通常の自己破産手続きに多い破産審尋(債務者と弁護士、裁判官の3人で面接する審尋)がありませんので、自己破産の開始決定までの期間が大きく短縮されます。具体的には、2週間~1カ月程度、手続きの期間が短くなることが多いです。
また後述しますが「同時廃止」の決定がおりた場合には、その日のうちに破産手続きが終了することになるので、たった1日で破産手続きが終わることになります。
※もちろん破産手続きが終わった後には、まだ免責審尋と免責許可決定があります。1日で借金が免責になるわけではありません。
即日面接の場合は、その日のうちに「自己破産手続きを開始決定するかどうか」「同時廃止にするか、管財事件にするか」の2点を決定します。
そのために裁判官が代理人である弁護士にいくつか質問をして、「財産がどのくらいあるか?」「借金がどのくらいあるか?」「免責不許可事由などはないか?」などを確認していきます。
これは裁判所が申立て代理人である弁護士を信頼しているからこそ、出来ることです。その日のうちに判断して決定を下すということは、債務者の財産や債務の状況についての書類がしっかり揃っていて、かつ代理人弁護士がしっかり債務者を調査・把握ができていることが前提になります。
そのため、代理人弁護士がいない場合(本人申立ての場合)は、即日面接を利用することはできません。司法書士に委任して申立てる場合もダメです。司法書士は、法定代理人の資格がなく書類作成代行までしかできないため、裁判官との即日面接ができないからです。
また書類に不備があったり、調査が不十分である場合(例えば、退職金の支給見込額があるのに調査がされていないなど)には追完指示となり、その日の決定が見送られる可能性がありますので、弁護士の先生に言われた書類の準備は早めにしっかり進める必要があります。
最終的に、弁護士と裁判官が即日面接をおこなって「自己破産手続きを開始して問題ない」と判断されれば、その日の夕方5時に「破産手続き開始決定」が出されます。
ちなみに即日面接は、即日ではなく3日以内の別の日にあらためて面接をおこなうこともできます。ただし通常は、二度も裁判所に足を運ぶのは手間なので、即日面接を選ぶケースが多いです。

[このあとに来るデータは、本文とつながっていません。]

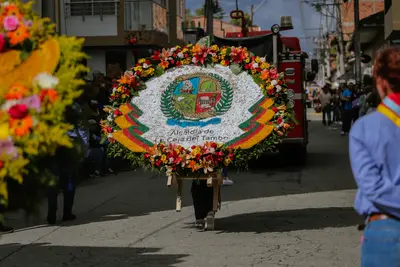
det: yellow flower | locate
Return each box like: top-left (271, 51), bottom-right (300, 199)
top-left (138, 58), bottom-right (146, 64)
top-left (182, 48), bottom-right (188, 53)
top-left (211, 45), bottom-right (219, 51)
top-left (146, 68), bottom-right (155, 75)
top-left (255, 57), bottom-right (261, 63)
top-left (134, 66), bottom-right (143, 72)
top-left (0, 124), bottom-right (10, 140)
top-left (245, 58), bottom-right (250, 63)
top-left (161, 154), bottom-right (167, 163)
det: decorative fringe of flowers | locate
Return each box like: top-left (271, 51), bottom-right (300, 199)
top-left (0, 1), bottom-right (87, 209)
top-left (102, 43), bottom-right (295, 173)
top-left (144, 142), bottom-right (234, 179)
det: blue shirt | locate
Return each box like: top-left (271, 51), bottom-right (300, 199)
top-left (350, 99), bottom-right (400, 218)
top-left (341, 89), bottom-right (353, 110)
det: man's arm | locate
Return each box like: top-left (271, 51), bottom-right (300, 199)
top-left (349, 129), bottom-right (400, 212)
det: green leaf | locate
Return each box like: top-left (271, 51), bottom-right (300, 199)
top-left (229, 64), bottom-right (242, 75)
top-left (155, 65), bottom-right (165, 76)
top-left (252, 75), bottom-right (264, 86)
top-left (20, 51), bottom-right (30, 61)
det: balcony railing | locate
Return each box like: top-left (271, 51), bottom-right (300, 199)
top-left (124, 0), bottom-right (167, 32)
top-left (64, 0), bottom-right (120, 20)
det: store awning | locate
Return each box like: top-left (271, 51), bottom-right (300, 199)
top-left (349, 11), bottom-right (384, 51)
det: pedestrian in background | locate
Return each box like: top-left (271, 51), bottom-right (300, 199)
top-left (319, 84), bottom-right (333, 126)
top-left (349, 46), bottom-right (400, 267)
top-left (340, 81), bottom-right (355, 135)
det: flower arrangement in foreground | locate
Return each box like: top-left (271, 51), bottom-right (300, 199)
top-left (0, 1), bottom-right (86, 209)
top-left (145, 142), bottom-right (235, 179)
top-left (102, 43), bottom-right (295, 174)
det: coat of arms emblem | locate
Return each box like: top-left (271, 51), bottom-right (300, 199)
top-left (161, 73), bottom-right (233, 126)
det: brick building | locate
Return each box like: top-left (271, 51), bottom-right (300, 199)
top-left (341, 0), bottom-right (384, 41)
top-left (187, 16), bottom-right (261, 38)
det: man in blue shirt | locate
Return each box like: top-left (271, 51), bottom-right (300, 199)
top-left (349, 47), bottom-right (400, 267)
top-left (341, 80), bottom-right (354, 135)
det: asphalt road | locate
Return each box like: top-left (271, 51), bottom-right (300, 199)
top-left (0, 110), bottom-right (361, 267)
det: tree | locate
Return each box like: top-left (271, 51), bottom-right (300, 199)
top-left (194, 1), bottom-right (225, 19)
top-left (185, 8), bottom-right (192, 18)
top-left (229, 12), bottom-right (252, 27)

裁判所に「特に処分するような財産は何もないな」と判断されれば、同時廃止となって破産手続きはその日のうちに終了します。つまり即日面接で同時廃止になった場合には、自己破産の申立てをおこなったその日のうちに破産手続きが終わることになります。
同時廃止では破産管財人の選任もされないため、裁判所に高額な予納金(東京地裁では最低20万円)を支払う必要もなくなります。手続きの期間も、管財事件に比べて大幅に短くなります。

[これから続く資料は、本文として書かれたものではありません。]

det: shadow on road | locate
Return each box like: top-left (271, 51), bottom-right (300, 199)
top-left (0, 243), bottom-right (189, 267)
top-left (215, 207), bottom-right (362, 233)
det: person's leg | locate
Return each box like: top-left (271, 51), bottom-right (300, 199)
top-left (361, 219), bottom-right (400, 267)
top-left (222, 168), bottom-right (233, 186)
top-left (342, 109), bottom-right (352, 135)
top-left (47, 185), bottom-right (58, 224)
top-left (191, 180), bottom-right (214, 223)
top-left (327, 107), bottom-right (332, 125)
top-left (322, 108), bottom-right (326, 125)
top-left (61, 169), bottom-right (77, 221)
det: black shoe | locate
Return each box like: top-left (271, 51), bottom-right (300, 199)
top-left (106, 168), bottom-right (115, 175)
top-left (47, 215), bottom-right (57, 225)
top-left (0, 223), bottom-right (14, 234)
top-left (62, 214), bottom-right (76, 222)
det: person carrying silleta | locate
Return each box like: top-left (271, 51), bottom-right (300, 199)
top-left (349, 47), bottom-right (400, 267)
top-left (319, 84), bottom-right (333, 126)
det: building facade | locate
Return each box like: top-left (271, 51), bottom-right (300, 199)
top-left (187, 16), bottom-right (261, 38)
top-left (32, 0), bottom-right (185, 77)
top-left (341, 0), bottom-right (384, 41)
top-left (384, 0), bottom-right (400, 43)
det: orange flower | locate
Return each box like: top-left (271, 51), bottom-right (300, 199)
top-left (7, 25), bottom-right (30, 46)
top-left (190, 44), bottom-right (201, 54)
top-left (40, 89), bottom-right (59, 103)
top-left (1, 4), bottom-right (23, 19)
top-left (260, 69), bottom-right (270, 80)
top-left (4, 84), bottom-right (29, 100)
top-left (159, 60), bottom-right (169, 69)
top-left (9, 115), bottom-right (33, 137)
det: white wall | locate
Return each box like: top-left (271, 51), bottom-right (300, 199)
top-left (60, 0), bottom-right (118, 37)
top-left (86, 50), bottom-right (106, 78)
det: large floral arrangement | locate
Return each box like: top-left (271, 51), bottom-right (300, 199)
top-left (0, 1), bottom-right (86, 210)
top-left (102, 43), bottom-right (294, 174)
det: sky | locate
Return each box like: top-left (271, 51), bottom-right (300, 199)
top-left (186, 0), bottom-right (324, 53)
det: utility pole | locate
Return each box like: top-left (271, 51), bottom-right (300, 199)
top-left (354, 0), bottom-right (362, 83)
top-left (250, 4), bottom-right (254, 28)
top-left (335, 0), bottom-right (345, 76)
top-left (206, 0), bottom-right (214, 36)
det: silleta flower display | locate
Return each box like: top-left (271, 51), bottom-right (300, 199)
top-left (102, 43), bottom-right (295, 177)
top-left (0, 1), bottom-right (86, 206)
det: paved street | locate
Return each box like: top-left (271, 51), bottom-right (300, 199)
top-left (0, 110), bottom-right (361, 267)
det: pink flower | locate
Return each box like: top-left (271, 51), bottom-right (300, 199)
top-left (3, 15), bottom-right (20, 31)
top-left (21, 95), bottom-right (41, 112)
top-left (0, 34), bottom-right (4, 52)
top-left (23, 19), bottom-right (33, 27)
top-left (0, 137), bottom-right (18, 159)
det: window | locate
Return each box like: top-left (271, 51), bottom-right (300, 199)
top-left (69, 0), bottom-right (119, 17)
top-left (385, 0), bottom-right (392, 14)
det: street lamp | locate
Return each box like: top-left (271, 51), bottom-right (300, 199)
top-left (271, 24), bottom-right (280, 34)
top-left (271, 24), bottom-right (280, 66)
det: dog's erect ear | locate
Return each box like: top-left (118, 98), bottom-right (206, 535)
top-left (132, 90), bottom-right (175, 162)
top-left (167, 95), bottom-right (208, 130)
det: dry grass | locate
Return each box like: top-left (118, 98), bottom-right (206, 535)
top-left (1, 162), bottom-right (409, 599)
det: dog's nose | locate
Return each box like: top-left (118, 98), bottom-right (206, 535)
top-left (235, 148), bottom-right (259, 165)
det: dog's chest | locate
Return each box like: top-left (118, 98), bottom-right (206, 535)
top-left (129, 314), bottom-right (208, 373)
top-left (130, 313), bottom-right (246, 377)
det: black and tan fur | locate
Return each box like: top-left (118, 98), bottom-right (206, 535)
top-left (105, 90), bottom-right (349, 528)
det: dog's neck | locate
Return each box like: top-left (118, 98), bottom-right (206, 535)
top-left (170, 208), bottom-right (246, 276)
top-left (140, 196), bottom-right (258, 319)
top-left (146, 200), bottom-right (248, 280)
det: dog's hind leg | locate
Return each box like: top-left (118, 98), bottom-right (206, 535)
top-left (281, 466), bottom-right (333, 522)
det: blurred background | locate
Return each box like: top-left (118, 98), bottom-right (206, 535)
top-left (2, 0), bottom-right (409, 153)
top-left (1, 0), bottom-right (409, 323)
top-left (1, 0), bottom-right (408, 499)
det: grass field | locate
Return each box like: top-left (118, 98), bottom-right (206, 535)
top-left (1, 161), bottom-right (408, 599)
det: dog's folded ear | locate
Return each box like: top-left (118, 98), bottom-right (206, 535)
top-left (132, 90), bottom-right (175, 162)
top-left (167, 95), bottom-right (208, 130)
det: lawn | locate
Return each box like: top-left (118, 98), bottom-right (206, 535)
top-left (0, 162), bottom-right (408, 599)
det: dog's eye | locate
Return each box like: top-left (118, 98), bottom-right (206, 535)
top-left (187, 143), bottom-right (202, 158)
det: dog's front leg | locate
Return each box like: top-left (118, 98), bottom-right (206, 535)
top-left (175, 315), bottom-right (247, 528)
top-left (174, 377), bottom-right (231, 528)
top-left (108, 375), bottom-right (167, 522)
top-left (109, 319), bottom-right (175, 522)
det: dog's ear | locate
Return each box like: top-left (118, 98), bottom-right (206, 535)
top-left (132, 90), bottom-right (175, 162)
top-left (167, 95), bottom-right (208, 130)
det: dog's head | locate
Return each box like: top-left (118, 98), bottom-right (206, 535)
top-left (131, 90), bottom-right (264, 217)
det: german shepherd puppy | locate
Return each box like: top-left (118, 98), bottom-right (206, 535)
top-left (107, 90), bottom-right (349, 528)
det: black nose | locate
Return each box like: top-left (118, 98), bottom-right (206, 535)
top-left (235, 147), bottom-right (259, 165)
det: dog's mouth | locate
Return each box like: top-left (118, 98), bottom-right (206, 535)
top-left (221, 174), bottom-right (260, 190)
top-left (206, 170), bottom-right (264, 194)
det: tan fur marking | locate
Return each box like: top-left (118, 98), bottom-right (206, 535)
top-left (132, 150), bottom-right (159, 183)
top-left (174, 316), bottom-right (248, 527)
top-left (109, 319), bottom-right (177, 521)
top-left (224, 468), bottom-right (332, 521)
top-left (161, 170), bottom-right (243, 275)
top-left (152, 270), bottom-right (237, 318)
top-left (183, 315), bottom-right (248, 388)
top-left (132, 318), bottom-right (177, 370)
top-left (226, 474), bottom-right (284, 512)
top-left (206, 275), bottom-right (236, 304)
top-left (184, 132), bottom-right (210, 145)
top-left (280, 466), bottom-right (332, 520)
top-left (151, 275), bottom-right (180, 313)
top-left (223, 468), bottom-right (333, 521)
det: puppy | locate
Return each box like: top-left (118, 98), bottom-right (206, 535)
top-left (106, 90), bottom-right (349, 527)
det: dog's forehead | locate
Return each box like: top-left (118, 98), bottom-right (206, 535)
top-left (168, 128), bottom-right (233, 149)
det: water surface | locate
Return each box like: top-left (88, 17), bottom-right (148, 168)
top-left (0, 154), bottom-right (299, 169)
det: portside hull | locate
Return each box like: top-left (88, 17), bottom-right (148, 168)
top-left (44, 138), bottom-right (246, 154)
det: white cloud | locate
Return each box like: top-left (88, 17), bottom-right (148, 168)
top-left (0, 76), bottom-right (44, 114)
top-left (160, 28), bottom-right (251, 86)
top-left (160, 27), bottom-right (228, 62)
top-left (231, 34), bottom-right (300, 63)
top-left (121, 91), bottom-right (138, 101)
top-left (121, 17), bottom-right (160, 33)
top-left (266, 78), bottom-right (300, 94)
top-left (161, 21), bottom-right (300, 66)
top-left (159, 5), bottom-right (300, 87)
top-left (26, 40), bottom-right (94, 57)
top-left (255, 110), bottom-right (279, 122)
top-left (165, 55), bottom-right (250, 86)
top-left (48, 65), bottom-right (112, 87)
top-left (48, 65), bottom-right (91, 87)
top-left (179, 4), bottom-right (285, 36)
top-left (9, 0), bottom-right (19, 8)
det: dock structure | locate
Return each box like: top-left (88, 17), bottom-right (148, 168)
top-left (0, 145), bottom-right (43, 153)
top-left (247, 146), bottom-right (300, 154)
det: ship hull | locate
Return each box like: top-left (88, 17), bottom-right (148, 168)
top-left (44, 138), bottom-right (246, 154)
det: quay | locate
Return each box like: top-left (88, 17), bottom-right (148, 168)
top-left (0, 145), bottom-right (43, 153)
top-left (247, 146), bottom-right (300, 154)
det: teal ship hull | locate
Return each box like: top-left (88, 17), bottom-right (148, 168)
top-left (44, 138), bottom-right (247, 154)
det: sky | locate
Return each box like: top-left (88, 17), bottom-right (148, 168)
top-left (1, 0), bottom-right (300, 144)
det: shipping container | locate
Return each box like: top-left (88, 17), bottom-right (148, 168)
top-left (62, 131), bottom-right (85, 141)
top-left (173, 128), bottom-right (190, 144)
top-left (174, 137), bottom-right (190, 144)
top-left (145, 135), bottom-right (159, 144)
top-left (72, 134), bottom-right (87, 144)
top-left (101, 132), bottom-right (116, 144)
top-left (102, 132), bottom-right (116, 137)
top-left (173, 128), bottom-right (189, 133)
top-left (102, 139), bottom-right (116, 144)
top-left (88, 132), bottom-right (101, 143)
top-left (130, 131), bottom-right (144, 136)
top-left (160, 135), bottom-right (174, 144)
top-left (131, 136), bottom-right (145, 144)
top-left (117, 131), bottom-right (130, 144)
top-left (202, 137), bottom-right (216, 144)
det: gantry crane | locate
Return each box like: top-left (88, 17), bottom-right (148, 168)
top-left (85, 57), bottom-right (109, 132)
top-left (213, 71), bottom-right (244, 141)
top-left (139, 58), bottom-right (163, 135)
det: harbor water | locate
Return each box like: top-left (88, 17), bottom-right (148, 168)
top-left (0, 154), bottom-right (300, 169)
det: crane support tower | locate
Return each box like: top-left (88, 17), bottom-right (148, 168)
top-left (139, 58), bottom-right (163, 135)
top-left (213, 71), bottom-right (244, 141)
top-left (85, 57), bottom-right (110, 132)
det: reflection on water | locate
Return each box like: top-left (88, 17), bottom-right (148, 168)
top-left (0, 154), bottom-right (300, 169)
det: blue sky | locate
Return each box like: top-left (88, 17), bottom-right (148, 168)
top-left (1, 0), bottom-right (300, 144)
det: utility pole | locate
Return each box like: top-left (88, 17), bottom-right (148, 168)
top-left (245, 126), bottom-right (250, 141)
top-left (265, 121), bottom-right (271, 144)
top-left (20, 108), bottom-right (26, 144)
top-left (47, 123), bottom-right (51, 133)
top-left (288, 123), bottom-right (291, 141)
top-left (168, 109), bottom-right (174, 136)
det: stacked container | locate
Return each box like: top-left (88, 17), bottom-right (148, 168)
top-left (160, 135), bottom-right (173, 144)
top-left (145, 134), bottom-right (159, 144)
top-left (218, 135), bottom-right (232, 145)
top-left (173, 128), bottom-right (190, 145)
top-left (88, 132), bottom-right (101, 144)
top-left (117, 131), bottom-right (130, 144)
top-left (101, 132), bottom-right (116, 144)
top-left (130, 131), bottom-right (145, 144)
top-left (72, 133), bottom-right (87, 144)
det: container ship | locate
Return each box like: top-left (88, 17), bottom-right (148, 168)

そのため破産者の立場としては「できれば同時廃止になって欲しい」と願うのは当然です。では、同時廃止になるか、少額管財になるか、の裁判所の判断ポイントは何でしょうか?
これは以下の記事でも解説していますが、20万円以上の財産を持っているかどうか、が基準になります。
破産法で自由財産と定められているものは、ここでの財産には含まれません。例えば、99万円以下の現金や、評価額が20万円未満の自動車、解約返戻金が20万円以下の保険などの財産はカウントされません。

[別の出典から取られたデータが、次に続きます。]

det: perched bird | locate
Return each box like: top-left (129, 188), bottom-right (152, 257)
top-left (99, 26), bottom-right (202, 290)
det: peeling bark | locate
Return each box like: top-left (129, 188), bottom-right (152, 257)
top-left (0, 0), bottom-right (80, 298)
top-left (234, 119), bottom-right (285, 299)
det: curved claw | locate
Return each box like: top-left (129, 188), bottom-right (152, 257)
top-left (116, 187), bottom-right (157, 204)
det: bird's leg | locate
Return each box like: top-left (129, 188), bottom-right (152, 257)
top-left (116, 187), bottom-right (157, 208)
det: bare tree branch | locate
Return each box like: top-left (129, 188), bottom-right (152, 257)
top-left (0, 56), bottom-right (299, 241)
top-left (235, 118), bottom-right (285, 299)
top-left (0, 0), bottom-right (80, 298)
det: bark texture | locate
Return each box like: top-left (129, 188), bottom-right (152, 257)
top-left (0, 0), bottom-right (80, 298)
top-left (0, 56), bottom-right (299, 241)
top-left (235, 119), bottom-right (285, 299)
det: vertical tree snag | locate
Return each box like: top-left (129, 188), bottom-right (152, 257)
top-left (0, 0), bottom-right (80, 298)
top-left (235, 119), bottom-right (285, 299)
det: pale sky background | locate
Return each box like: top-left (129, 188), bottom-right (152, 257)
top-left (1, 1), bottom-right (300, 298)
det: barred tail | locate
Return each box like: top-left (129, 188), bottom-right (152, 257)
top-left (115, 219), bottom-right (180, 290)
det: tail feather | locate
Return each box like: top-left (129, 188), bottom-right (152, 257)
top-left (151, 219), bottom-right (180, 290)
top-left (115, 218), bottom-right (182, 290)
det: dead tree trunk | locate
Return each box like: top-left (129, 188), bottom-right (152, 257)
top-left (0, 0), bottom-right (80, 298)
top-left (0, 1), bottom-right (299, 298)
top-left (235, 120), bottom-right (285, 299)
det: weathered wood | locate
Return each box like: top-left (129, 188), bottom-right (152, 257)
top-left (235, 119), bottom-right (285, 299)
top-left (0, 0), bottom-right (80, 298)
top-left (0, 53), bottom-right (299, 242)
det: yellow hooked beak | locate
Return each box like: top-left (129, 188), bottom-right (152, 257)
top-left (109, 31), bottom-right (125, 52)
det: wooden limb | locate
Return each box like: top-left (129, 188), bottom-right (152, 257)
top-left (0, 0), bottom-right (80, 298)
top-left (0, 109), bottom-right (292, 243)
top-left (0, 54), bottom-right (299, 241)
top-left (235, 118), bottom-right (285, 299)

評価額が15万円の車と、解約返戻金が10万円の保険があったとしても、原則、少額管財にはならず、同時廃止が認められます。一方、評価額が30万円の車を1台所有していれば、それだけで少額管財になります。
- 住宅ローンの残債が住宅評価額の1.5倍以下の持ち家
- 99万円を超える現金
- 評価額が20万円を超える自動車
- 残高が20万円を超える預貯金
- 20万円を超える保険の解約返戻金
- 退職金(支給見込額の8/1が20万円を超えるもの)
上記にあてはまるような、「処分できる財産」を所有している場合は、即日面接で少額管財になります。また偏頗弁済や否認対象行為が見つかった場合にも、少額管財になります。
ちなみに同時廃止の方が破産者にとってのメリットは大きいのですが、東京地裁の「少額管財」は、一般の管財事件よりも遥かに予納金も安いので、少額管財になっても落ち込む必要はないと思います。
最低20万円は破産者にとってはしんどい金額ですが、免責を得るために頑張りましょう。
即日面接では、弁護士と裁判官が2人で面接をして自己破産の開始決定をしますので、いわゆる破産審尋はありません。そのため自己破産の開始決定前に、裁判所に出向いて裁判官と面接する必要はありません。
ただし終始、一度も裁判所に出向かなくていいということは全くありません。
同時廃止の場合でも、その後の免責手続きがあるのは、一般の破産手続きと同じです。免責審尋に出席しないと裁判所からの免責を受けることができません(借金がチャラになりません)ので、最低でも1回は必ず裁判所に出向く必要があります。
また少額管財になった場合には、破産管財人との打ち合わせにも出席することが多いですし、債権者集会にも最低1回は出席の必要があります。合計で3回程度は裁判所に出向く必要があるでしょう。
即日面接制度は他の地方裁判所では利用できないの?
即日面接は東京地方裁判所でのみ利用されている制度です。大阪地裁など、他の地方裁判所で利用することはできません。それでは他の地域に住んでいる方が、東京地裁に破産の申立てをおこなって、即日面接を利用することはできるのでしょうか?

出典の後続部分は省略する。